The energy wanes after a stroll down Sixth Street, which features a bevy of Indian restaurants. Earlier, Wink had promised that the street "hasn't changed at all." But Indian Row is a bust; few people are eating, and even the musicians in the window of one joint are on a break. Wink admits the street has changed more than he thought -- but that's okay.

"For a tourist, the one good thing about the area now is that there aren't any drug dealers. . . . It's sort of a weird way of consoling oneself," he says. "I'm not saying it's better now, I'm not for yuppification of places, but it's a really safe place right now.
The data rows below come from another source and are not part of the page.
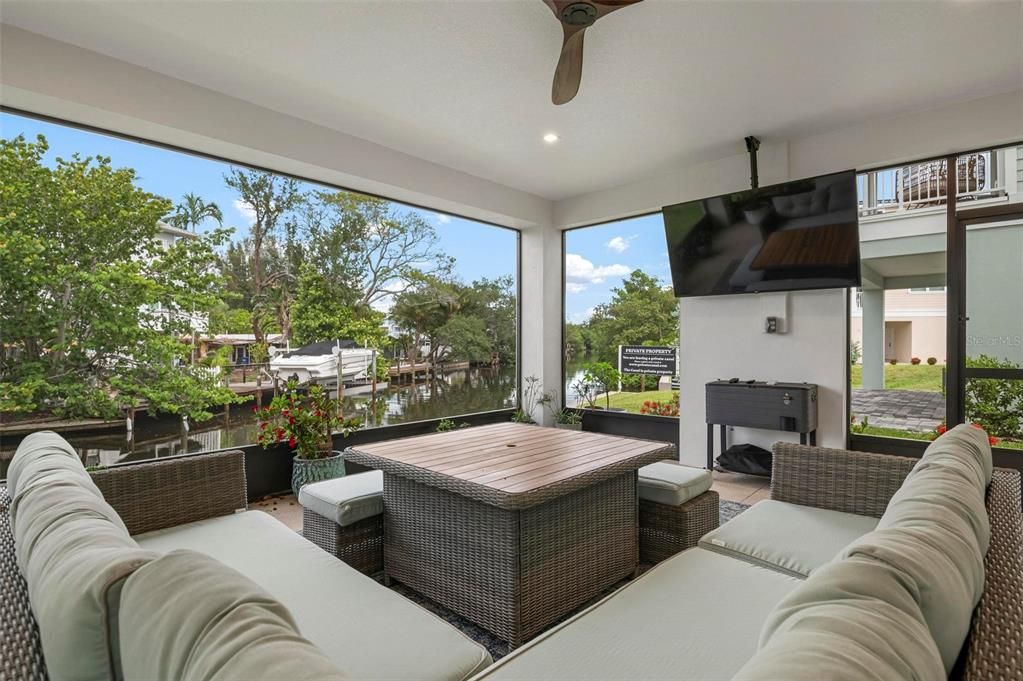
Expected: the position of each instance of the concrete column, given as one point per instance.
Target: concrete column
(540, 311)
(874, 338)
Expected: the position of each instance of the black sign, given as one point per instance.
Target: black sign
(647, 359)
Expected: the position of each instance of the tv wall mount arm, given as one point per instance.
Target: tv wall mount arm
(753, 145)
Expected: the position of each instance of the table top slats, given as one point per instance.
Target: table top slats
(541, 478)
(512, 465)
(556, 458)
(463, 450)
(503, 451)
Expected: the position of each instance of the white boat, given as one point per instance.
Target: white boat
(318, 363)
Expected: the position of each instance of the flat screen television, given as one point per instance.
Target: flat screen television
(792, 236)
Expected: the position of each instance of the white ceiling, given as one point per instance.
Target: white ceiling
(466, 84)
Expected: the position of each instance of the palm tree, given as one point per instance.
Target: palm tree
(192, 211)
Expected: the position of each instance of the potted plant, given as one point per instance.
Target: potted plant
(307, 423)
(605, 377)
(533, 398)
(568, 420)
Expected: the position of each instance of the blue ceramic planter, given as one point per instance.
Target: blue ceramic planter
(313, 470)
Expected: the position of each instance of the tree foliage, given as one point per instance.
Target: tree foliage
(92, 307)
(321, 312)
(456, 321)
(193, 211)
(640, 312)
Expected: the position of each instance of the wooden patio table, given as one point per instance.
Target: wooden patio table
(510, 526)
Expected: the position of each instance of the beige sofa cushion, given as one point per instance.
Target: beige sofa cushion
(367, 630)
(852, 620)
(346, 500)
(672, 484)
(75, 554)
(936, 532)
(787, 537)
(186, 616)
(696, 616)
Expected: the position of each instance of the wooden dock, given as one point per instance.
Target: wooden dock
(402, 369)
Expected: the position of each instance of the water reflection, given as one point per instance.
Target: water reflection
(462, 392)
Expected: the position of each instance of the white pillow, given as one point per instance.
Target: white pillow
(186, 616)
(74, 552)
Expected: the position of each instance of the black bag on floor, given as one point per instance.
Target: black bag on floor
(748, 459)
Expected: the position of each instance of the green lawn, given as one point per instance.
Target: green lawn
(632, 401)
(905, 376)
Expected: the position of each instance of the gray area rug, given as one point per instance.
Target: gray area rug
(499, 648)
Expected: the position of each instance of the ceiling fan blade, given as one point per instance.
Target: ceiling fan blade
(575, 16)
(569, 72)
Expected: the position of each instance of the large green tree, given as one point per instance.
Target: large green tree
(271, 250)
(321, 312)
(193, 211)
(641, 311)
(92, 307)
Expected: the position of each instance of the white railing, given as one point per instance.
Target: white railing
(926, 185)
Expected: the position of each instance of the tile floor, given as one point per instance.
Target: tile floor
(732, 487)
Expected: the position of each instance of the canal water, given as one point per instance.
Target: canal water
(462, 392)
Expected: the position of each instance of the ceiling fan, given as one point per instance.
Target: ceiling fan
(576, 16)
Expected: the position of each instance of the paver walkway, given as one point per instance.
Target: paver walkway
(907, 410)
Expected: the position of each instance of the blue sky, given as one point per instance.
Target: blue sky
(171, 174)
(597, 259)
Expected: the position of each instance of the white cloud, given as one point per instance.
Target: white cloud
(246, 211)
(620, 243)
(580, 317)
(579, 272)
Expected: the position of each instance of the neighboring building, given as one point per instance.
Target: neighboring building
(899, 313)
(915, 323)
(240, 345)
(168, 236)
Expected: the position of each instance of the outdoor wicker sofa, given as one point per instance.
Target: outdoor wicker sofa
(704, 613)
(196, 503)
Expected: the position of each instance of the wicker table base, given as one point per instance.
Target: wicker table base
(512, 572)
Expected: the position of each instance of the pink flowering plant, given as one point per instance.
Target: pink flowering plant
(306, 422)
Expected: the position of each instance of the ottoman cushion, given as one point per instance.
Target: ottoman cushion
(672, 484)
(346, 500)
(786, 537)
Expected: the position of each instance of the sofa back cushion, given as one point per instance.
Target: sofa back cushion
(852, 619)
(936, 531)
(75, 553)
(186, 616)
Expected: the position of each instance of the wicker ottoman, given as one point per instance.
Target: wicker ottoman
(345, 517)
(676, 508)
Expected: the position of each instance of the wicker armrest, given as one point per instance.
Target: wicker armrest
(992, 650)
(836, 479)
(164, 494)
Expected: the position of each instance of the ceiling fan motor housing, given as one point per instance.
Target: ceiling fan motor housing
(579, 13)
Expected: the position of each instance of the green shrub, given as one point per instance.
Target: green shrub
(994, 404)
(631, 382)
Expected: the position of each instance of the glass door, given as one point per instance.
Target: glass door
(990, 302)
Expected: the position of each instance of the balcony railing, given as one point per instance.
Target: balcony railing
(925, 185)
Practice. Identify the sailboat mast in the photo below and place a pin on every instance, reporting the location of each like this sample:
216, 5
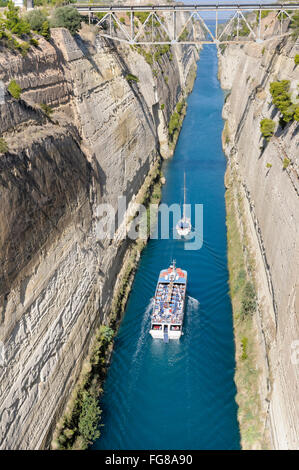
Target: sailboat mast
184, 195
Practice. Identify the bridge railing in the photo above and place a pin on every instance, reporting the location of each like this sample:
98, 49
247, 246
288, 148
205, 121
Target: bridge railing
187, 24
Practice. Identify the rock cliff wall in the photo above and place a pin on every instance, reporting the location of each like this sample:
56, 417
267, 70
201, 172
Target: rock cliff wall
270, 196
56, 276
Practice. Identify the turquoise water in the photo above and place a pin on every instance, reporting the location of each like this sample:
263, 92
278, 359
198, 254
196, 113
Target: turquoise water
181, 395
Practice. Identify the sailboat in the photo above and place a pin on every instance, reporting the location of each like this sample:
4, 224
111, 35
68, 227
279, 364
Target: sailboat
183, 227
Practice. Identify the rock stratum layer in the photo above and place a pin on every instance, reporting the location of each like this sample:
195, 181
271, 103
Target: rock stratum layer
56, 275
271, 210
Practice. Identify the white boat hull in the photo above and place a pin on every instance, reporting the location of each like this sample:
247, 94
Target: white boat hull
158, 334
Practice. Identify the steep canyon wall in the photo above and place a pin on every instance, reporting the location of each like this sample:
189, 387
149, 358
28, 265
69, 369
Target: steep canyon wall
270, 202
57, 276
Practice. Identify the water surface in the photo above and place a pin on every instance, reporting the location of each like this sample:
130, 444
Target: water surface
180, 395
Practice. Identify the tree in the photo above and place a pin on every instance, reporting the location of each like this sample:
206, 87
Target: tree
36, 18
89, 418
267, 127
295, 25
45, 31
282, 99
248, 302
67, 17
14, 89
14, 23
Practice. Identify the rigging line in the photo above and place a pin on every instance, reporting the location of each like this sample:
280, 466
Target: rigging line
210, 249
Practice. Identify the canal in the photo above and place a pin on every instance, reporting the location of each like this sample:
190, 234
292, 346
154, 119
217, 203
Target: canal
181, 395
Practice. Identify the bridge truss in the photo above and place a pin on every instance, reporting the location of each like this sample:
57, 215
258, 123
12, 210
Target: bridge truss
167, 24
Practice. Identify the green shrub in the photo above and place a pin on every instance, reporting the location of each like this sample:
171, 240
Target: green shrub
285, 163
46, 109
295, 25
267, 127
180, 106
244, 344
36, 18
14, 23
24, 46
282, 99
34, 42
14, 89
3, 146
142, 16
174, 123
89, 418
248, 301
45, 31
131, 78
67, 17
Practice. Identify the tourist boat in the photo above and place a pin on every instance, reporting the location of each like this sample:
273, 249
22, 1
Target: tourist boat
183, 227
169, 304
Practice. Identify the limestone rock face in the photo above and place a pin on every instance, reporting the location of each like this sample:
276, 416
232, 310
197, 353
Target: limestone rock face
57, 276
272, 195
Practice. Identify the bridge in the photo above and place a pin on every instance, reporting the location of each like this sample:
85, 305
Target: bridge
167, 24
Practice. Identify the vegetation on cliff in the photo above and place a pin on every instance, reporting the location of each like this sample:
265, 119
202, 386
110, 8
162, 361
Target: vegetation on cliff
267, 127
282, 100
242, 285
14, 89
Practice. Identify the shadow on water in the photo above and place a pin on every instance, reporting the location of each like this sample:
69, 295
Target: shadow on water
181, 395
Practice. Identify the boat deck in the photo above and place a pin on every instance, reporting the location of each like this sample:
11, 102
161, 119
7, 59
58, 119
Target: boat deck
169, 298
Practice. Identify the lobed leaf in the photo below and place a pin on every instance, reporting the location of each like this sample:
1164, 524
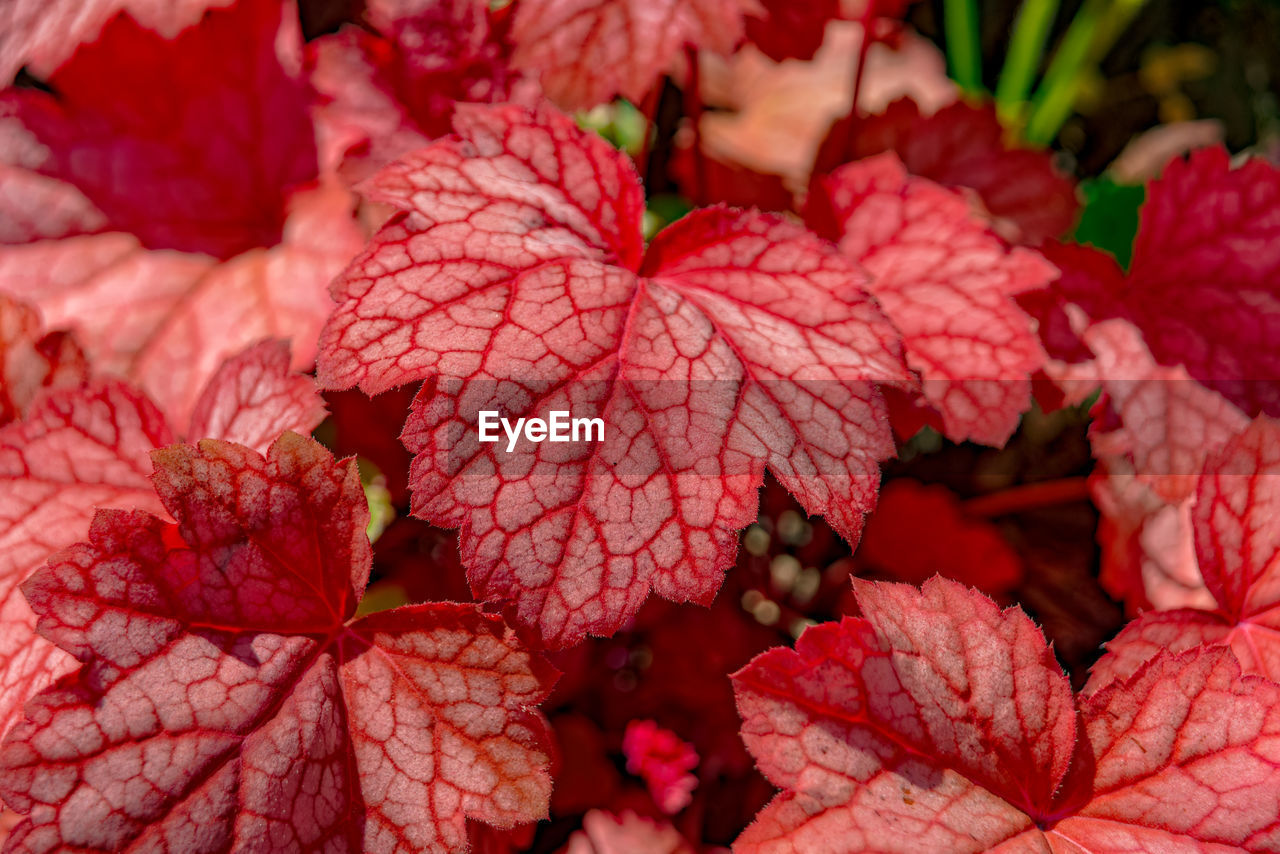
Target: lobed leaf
1234, 514
87, 448
586, 51
227, 698
947, 283
963, 145
938, 724
516, 281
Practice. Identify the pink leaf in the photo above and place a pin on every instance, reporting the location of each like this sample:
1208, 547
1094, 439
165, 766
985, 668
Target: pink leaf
42, 33
964, 146
1234, 512
515, 282
270, 715
32, 360
663, 761
949, 284
791, 28
938, 724
960, 547
77, 450
608, 834
589, 50
160, 142
254, 397
1202, 283
168, 320
388, 94
1153, 429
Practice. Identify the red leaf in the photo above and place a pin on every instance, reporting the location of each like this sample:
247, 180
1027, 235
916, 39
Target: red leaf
387, 95
77, 450
1202, 283
32, 360
269, 715
663, 761
152, 131
1237, 519
33, 206
254, 397
168, 320
41, 33
940, 724
1152, 433
791, 28
588, 51
949, 284
968, 549
515, 282
87, 447
609, 834
964, 146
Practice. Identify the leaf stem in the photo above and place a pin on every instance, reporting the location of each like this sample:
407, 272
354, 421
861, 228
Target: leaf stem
1025, 497
1091, 36
694, 112
864, 46
1025, 51
964, 46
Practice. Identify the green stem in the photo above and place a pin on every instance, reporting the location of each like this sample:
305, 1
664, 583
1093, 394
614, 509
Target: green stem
964, 48
1025, 50
1089, 37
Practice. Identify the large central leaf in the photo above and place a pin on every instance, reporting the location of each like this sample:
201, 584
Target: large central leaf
516, 281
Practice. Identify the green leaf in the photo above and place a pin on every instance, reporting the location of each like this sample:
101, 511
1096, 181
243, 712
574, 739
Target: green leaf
1110, 218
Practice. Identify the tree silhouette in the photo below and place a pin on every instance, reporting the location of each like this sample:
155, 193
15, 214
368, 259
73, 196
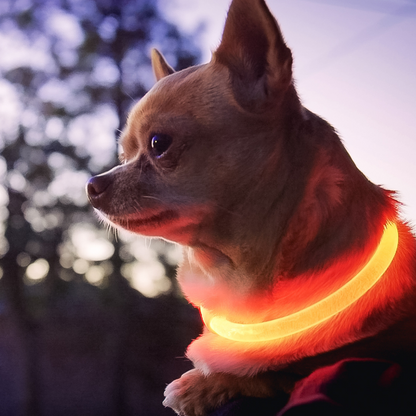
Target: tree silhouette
70, 71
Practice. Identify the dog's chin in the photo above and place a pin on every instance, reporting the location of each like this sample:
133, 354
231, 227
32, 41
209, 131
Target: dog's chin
166, 224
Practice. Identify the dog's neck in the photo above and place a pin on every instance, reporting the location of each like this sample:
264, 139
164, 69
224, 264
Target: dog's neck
330, 236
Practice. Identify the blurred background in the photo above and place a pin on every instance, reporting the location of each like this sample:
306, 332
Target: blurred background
92, 323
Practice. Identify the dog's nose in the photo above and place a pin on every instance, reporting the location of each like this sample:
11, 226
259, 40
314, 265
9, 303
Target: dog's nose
96, 187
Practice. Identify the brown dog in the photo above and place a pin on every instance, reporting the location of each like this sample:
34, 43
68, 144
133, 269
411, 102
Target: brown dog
274, 218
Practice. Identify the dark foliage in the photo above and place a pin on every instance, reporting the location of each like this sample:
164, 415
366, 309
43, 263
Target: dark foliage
75, 336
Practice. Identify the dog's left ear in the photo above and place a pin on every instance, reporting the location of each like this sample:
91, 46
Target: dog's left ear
253, 49
160, 67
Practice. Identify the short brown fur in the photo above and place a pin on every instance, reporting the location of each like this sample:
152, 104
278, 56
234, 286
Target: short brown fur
270, 209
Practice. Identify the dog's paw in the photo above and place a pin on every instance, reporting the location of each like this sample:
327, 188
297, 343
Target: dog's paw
194, 393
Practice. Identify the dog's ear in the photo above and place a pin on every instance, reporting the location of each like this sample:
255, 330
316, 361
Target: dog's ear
160, 67
253, 49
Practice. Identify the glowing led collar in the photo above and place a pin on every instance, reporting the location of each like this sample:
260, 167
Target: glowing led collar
336, 302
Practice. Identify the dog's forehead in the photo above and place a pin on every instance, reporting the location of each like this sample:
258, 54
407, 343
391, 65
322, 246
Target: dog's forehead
190, 91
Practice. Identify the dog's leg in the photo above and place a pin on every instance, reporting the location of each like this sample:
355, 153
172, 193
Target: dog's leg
194, 394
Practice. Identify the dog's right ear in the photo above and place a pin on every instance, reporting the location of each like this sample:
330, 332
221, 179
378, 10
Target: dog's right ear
253, 49
160, 67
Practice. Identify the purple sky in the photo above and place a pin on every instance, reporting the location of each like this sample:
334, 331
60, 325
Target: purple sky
355, 65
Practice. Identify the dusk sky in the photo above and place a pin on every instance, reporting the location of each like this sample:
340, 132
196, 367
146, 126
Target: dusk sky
355, 65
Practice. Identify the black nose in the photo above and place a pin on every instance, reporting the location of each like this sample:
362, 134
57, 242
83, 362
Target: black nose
96, 188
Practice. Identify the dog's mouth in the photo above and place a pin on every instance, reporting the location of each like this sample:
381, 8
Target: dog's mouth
145, 224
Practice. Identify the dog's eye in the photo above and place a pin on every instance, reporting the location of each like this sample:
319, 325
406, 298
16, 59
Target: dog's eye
160, 143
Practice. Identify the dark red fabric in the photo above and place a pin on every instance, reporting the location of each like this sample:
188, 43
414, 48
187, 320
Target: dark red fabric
352, 387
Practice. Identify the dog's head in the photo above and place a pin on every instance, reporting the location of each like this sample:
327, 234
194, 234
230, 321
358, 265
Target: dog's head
197, 145
222, 157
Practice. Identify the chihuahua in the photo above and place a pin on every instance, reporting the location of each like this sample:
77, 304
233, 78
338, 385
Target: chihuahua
273, 216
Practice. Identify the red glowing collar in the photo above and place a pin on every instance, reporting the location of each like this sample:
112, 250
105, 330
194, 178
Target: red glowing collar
319, 312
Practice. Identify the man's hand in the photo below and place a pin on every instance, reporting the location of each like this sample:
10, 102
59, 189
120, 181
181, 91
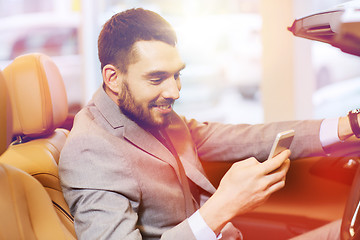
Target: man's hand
245, 186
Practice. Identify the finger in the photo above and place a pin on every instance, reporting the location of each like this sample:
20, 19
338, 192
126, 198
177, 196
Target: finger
279, 174
272, 164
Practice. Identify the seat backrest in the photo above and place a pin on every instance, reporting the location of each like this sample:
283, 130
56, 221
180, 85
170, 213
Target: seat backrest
26, 209
39, 107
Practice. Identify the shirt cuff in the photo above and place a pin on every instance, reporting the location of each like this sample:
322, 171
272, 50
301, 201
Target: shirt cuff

You can walk around anytime."

Except if you're headed to Washington Square Park with three weary Blue Men and an entourage of about a half-dozen makeup people and publicists. Then that van comes in handy.

En route to the Greenwich Village park, about five blocks from St. Mark's, the trio banter among themselves ("You were amazing out there"), which is kind of creepy, since Blue Men don't talk. They just don't. But they've been on their feet for an hour, entertaining the masses for free, and are obviously happy to be using their voices instead of wide-eyed wonder to communicate.

At Washington Square, a cellist under the park's arch catches the attention of the Blue Men, whose musical instincts lead them over before Wink has a chance to tell them to do it. As the street musician performs, the three stand mesmerized, shtick-free at last.

The skies have cleared, casting a glow onto the park that would make Woody Allen cry. Students from nearby NYU, businessmen in suits cutting through the park and nannies pushing carriages pace about, anticipating a performance.

"We've done a couple of things outside of the theater, but we don't get out much," Wink says, eyeing the crowd. "The problem is, when we go out, people are always expecting a show." Sometimes, it's just not easy being Blue.